The medial collateral runs down the inside of the knee (the side of your knee closest to the midline of your body) and the lateral collateral runs down the outside. If an injury causes these ligaments to stretch too far they may tear. The tear may occur in the middle of the ligament or it may occur at either end of the ligament where it attaches to the bone. If the force from the injury is great enough, other ligaments and cartilage may also be torn at the same time.
Patella Tendonitis
The quadriceps are a group of four muscles that attach to the front of your thigh. They are connected to the top of your shin bone by a strong band of tissue called a tendon. In the tendon sits the knee cap (the patella). This tendon is therefore known as the patella tendon.
Tightening the quadriceps pulls on the patella tendon with its attachment to the lower leg bone and straightens the leg. The patella tendon can become inflamed due to stresses placed on it and the supporting structures of the knee.
These stresses can be:
- Repetitive Action
- Over Training
- Muscle imbalance anywhere along the leg and into the hip
- Leg length discrepancy
- Tracking abnormalities of the patella
- Foot posture
Meniscal Dysfunction
The menisci are wedge shaped pieces of cartilage that sit in the knee joint between the thigh bone (femur) and the lower leg bone (tibia). There are two menisci. The medial meniscus is closest to the midline of your body, and a lateral one closest to the outside.
The menisci have some important functions:
- Shock absorption. They transmission 50% to 70% of the loads across the knee joint. In their absence, these loads are directly transmitted to the articular cartilage on the ends of the bones.
- Joint lubrication and nutrition
- Joint stability: They are secondary stabilisers of the knee in most movements, but if a patient was to damage their anterior cruciate ligament they become the primary stabiliser of the tibia under the femur in certain movements.
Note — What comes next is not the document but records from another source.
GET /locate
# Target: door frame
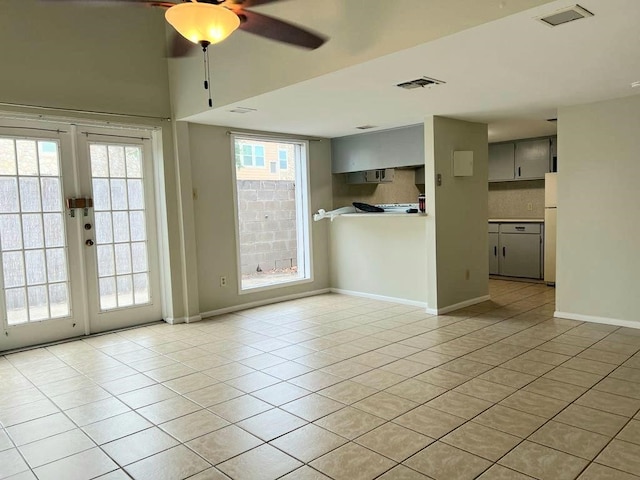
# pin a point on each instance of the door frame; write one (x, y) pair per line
(65, 129)
(124, 136)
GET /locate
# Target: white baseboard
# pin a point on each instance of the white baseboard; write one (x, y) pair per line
(593, 319)
(457, 306)
(175, 320)
(383, 298)
(259, 303)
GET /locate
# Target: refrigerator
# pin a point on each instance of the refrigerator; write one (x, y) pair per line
(550, 225)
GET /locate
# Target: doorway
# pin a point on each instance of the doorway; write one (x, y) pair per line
(77, 231)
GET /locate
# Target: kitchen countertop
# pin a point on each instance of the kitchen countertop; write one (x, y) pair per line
(383, 214)
(516, 220)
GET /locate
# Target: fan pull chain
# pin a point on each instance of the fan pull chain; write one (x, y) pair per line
(207, 70)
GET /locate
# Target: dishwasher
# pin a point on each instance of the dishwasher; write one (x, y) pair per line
(520, 247)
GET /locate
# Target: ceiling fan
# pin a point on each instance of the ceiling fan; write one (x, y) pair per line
(205, 22)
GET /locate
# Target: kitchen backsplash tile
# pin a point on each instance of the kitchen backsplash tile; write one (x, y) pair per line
(510, 199)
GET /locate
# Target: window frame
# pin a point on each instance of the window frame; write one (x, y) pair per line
(303, 212)
(255, 159)
(281, 160)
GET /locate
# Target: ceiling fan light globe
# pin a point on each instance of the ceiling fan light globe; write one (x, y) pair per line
(202, 22)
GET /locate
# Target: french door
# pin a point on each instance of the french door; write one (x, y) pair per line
(77, 232)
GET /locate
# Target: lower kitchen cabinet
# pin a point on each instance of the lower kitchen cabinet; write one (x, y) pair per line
(515, 250)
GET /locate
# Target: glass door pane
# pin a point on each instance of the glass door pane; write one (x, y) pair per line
(120, 225)
(33, 244)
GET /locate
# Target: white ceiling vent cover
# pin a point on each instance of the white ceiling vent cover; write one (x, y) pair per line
(419, 83)
(565, 15)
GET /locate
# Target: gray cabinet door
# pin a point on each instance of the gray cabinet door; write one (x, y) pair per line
(501, 161)
(494, 266)
(532, 158)
(400, 147)
(520, 255)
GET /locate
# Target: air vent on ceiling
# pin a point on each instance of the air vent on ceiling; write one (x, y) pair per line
(565, 15)
(419, 83)
(242, 110)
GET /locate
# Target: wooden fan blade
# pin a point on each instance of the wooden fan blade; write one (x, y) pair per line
(252, 3)
(275, 29)
(180, 46)
(152, 3)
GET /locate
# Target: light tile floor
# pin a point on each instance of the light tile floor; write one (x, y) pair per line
(332, 387)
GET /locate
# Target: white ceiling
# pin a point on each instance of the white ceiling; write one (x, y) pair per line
(512, 73)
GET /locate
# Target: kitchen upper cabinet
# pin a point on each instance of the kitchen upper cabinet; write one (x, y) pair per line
(532, 158)
(501, 161)
(519, 160)
(400, 147)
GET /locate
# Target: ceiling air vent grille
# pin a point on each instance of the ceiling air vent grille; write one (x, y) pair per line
(566, 15)
(242, 110)
(419, 83)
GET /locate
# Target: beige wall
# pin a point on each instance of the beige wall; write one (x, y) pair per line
(403, 189)
(510, 199)
(380, 255)
(457, 214)
(107, 58)
(99, 59)
(215, 237)
(598, 260)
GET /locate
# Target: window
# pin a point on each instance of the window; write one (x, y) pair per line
(252, 155)
(283, 158)
(272, 214)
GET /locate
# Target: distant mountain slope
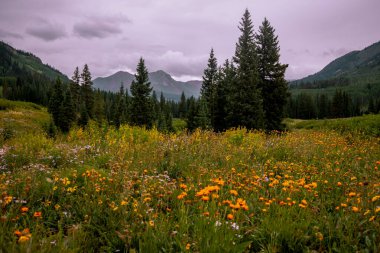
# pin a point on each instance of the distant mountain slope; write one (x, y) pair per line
(160, 81)
(357, 66)
(14, 63)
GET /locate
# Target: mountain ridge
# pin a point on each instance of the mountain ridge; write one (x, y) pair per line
(160, 81)
(14, 61)
(356, 66)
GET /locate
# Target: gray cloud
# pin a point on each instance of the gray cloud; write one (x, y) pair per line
(100, 27)
(176, 36)
(335, 52)
(47, 31)
(6, 34)
(178, 64)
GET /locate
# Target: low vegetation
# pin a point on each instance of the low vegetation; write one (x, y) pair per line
(134, 190)
(363, 125)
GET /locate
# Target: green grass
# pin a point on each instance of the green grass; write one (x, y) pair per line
(21, 118)
(368, 125)
(103, 189)
(179, 125)
(355, 90)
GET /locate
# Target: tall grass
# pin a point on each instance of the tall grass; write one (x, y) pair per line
(132, 190)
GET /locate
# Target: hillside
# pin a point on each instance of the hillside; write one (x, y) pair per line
(106, 189)
(357, 67)
(160, 81)
(15, 63)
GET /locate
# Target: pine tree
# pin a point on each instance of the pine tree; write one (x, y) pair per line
(75, 89)
(83, 118)
(87, 92)
(55, 103)
(99, 108)
(191, 114)
(141, 104)
(245, 102)
(202, 118)
(182, 106)
(272, 76)
(209, 83)
(68, 112)
(225, 77)
(120, 112)
(156, 107)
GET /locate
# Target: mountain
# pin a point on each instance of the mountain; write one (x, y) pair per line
(15, 63)
(160, 81)
(357, 67)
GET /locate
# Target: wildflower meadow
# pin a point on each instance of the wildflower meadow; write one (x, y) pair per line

Most injuries to the meniscus are caused by trauma, usually compression and twisting of the knee. Because aging tends to break down the inner tissues of the meniscus, minor trauma (such as squatting) can injure the meniscus in an older person. Symptoms of a torn meniscus include pain, locking or giving way and tenderness around the joint line of the knee.
Bursitis
A bursa is a fluid filled sac that exists in the body where tissue needs to glide over bone. They are friction reducing cushions positioned to afford movement and protection. There are a number of bursa in and around the knee and they all have the potential to be irritated through overload, trauma and infection. They can swell and feel painful.
Prepatellar bursitis: Inflammation of the bursa that sits in between the front of the knee cap and the skin covering the knee cap. Sometimes called housemaids knee.
Suprapatellar bursitis: Inflammation of the bursa that sits behind the kneecap and extends upwards in between the thigh bone and the quadriceps muscle. Can feel painful at the top of the kneecap in bursitis.
Infrapatellar bursitis: Inflammation of the bursa that sits below the kneecap, in between the shin bone and the patella tendon. Can feel painful below (not behind) the kneecap and is associated with patella tendonitis. Sometimes called clergyman’s knee.
Popliteal bursitis: Inflammation and distension of the bursa that sits behind the knee. Can feel painful and grinding behind the knee at the back of the leg. Sometimes called baker’s cyst.
Iliotibial bursitis: Pain and swelling on the lateral aspect of the knee under the insertion of the iliotibial band.